Amazon Sellers: Know Your Counterpart

As an Amazon seller, do you ever wonder why Amazon merchant investigation teams operate the way they do? Do you ask yourself, or Amazon, why nobody there reads your emails and why investigators send the same response messaging over and over?

I’ve created a cheat sheet of 10 pain points that investigators feel in the course of executing their roles. You’ll learn some hazards that investigators face while digging into performance and policy-related queue work.

It’s important that you understand how the person reviewing your account thinks, behaves and decides. What are the daily challenges of the investigator who holds your potential future Amazon life in their hands? You’ll write a much better Plan of Action and provide more detailed, worthwhile documentation to Amazon’s Product Quality squad if you grasp how the information needs to be presented. Amazon offers Service Level Agreements (SLA) on email queues so remember that investigators bear the ultimate burden of hitting those reply-time targets.

Understanding Your Investigator

1. They have no time to read long emails, and everyone gives them long emails.
When Amazon requests a few bits of information to include in your reply or account appeal, they guide you with their specific needs. Many sellers write a Plan of Action (POA) that drowns the reader in superfluous text that ignores these hints. You cannot submit whatever pops into your head first. Worse, some sellers do eventually get to the good stuff but only after a long diatribe of commentary. You’re making your counterpart’s job a lot harder by doing this so remember how many emails they’ve had to read all day long. Keep it factual, focused, and targeted on identifying problems and solutions. Don’t motivate them to skip you and move on.

2. Amazon managers enforce investigator metrics based on how many contacts they resolve per hour.
One reason no investigator wants to read long screeds that don’t address the core matters at hand is because they must finish yours within a certain timeframe. They have to worry about their IPH (Investigations completed Per Hour) and they must keep things moving accordingly. Understand their need to size you up and decide your fate quickly. They’re internally pressured to do so.

3. Amazon managers are moving investigators in and out of queues and from one team to another, back and forth as needed.
Multiple internal sources made it clear to me that several investigators had to move into Product Quality email queues with limited training time to get up to speed. These investigators may not have much prior contact with policy queues but still have to execute make or break decisions on seller accounts. When they read yours, they may be new to the process and prove indecisive after reviewing the account.

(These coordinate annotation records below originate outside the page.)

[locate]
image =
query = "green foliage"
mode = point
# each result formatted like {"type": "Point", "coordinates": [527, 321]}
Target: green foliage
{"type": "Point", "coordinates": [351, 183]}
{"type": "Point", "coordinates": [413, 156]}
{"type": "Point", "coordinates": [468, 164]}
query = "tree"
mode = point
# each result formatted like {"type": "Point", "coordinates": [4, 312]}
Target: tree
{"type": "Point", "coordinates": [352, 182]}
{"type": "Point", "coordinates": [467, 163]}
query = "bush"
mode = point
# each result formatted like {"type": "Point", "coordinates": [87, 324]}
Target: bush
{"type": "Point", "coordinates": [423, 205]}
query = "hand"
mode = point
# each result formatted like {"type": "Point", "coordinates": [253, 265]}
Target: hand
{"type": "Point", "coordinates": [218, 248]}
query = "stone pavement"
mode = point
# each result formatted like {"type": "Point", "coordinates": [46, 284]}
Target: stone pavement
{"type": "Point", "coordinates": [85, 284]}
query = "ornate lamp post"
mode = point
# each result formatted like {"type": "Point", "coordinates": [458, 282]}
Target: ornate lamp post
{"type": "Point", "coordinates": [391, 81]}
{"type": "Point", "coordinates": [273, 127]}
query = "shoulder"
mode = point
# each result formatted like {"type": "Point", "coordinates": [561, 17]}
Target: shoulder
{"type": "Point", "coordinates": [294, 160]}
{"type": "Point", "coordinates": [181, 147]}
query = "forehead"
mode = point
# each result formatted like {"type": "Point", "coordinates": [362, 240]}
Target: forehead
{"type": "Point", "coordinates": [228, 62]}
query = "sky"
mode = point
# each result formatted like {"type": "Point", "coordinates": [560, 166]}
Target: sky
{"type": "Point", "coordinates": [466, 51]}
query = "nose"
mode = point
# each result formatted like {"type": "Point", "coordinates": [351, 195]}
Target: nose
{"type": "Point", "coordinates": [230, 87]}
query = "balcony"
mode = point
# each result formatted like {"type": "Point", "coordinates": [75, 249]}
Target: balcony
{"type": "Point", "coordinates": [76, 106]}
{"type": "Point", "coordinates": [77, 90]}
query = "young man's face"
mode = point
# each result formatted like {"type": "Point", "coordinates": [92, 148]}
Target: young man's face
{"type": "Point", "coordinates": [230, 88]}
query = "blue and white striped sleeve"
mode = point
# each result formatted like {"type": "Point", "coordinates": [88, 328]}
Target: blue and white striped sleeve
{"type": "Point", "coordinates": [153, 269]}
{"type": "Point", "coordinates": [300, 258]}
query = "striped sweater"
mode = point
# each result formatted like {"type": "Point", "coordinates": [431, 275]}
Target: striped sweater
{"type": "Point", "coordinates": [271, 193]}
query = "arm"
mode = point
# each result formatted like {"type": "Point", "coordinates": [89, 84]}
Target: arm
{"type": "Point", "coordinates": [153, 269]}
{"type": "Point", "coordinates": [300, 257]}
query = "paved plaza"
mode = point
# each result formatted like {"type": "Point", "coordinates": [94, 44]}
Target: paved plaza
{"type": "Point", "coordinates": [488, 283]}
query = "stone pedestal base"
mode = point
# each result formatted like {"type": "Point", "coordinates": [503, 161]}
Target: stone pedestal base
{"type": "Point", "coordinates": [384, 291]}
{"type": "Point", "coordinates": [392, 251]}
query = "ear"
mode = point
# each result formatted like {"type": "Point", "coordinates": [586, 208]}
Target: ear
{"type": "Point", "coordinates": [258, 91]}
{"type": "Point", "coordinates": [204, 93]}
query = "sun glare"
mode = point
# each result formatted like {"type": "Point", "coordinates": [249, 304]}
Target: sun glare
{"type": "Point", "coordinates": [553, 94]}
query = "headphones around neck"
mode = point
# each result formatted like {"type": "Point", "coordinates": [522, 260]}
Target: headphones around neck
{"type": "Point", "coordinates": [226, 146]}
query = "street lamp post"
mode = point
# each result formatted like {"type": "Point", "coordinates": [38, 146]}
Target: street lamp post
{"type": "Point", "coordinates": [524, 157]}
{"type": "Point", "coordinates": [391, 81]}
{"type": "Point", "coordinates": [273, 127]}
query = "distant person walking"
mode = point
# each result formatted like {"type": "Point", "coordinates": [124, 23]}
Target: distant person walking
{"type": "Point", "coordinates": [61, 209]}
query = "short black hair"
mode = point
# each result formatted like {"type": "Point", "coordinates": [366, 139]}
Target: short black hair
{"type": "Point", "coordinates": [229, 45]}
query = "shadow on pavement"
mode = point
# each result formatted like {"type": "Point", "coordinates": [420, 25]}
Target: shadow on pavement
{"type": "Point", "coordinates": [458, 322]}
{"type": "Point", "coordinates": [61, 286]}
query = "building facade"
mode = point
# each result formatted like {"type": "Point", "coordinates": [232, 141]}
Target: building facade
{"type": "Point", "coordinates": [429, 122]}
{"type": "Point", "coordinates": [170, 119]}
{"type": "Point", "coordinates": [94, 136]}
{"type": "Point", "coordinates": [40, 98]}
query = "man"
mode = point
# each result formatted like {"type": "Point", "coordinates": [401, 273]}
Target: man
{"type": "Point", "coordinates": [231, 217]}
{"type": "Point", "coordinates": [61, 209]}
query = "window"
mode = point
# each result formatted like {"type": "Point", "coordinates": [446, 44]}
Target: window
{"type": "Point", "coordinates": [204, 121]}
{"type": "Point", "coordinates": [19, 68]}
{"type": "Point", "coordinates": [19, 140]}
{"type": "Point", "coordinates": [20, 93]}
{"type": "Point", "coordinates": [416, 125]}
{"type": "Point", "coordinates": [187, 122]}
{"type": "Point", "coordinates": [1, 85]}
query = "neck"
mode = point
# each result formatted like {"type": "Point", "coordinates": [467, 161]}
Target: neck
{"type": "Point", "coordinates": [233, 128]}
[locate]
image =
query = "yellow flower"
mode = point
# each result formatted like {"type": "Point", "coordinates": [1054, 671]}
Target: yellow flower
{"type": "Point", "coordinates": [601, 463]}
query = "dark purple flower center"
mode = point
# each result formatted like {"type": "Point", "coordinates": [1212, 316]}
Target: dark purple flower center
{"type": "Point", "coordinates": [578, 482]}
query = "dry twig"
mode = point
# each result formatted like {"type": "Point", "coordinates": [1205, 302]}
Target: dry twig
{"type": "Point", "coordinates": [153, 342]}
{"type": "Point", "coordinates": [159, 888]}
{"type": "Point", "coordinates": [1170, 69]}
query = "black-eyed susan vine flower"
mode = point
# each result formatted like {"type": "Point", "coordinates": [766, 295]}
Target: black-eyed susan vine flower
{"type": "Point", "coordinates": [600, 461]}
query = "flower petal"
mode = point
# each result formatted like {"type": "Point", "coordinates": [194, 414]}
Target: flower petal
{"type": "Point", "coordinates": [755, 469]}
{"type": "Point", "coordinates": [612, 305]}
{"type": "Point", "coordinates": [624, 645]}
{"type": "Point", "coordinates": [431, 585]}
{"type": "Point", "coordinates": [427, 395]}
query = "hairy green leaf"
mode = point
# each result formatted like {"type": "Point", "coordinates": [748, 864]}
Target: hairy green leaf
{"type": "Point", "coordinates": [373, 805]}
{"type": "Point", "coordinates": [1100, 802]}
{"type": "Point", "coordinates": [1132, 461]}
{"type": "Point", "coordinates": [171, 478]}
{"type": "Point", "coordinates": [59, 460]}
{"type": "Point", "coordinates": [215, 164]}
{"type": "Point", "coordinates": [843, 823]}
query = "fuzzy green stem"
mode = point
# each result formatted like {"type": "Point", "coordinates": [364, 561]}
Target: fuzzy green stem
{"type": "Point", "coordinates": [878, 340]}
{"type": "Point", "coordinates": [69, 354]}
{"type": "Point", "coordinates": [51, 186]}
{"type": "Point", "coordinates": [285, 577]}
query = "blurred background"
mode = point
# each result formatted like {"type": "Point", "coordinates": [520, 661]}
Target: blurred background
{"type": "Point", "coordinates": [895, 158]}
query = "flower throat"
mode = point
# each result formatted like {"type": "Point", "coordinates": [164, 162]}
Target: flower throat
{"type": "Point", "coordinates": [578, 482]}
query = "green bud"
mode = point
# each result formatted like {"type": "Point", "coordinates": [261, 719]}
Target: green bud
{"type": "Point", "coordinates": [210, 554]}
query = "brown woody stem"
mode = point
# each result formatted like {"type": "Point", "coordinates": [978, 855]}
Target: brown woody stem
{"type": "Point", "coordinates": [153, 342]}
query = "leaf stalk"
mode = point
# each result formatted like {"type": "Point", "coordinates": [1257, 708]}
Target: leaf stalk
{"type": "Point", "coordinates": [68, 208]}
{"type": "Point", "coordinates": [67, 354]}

4. They have internal escalations that come in outside of their already-full email queues.
There are escalations that come up internally via Jeff B teams when sellers email directly to Executive Seller Relations. There are others that come in from VPs who were contacted by a large suspended seller they met once at a conference. Lead or senior investigators must handle these, in theory, but in practice they cannot handle them all. This squeezes the SLAs for the email queues even more.

5. Invoices can be really hard to read due to language, incoherent layout, or inferior copy.
Don’t submit unreadable and unprofessional invoices that investigators struggle to decipher. You’re not doing your account any favors by assuming they will hunt around for little bits of information to confirm the legitimacy of your products.

6. Account annotations can be hard to read, too, if the prior investigator did not do a good job.
The first investigator looking things over may not have the same competency level as subsequent ones. Annotations may not represent the previous email you sent in, or any of its attachments. This makes it doubly hard for the next person to get the full picture.

7. Some sellers don’t write well and don’t investigate the real causes of account problems.
Use your best writers for any email that is important to the life of your account because it is extremely hard to read bad writing when you’ve been doing it all day. Disorganized or disconnected thoughts, bad punctuation, poor grammar, and tangents that lead nowhere do not help your cause. Revising, reviewing and rereading makes everyone happy in the end.

8. They have a rotating door of managers to report to.
In Transaction Risk Management Services, managers are known to hop from role to role and sometimes to hop to other parts of Amazon or out of the company completely. This creates a lack of consistency and disrupts standard operating procedures. It also affects responsiveness to complaints and the quality of responses to escalations, both internal and external.

9. They are audited on the decisions they make.
Investigators need to worry about internal review of their decisions, especially if they reinstate a seller who later creates bad debt and bad buyer experiences. They live in fear of mistakes blowing up in their faces and their auditors may or may not have the competency to judge their moves properly.

10. Amazon never knows when hoverboard crises will come up.
Oh, those hoverboards. Well, these kinds of time- sensitive problems require immediate action. That can take time, people, effort, and mental energy too. It may affect what happens to your account review later that day if there’s even less time to read it.

So The Lesson Is…
Take advantage of any opportunity to think like an Amazon investigator who looks at both seller accounts and seller appeals for the majority of their working day. Once you understand the bits of information they seek while reviewing your account, you’ll find yourself much better positioned to provide such details.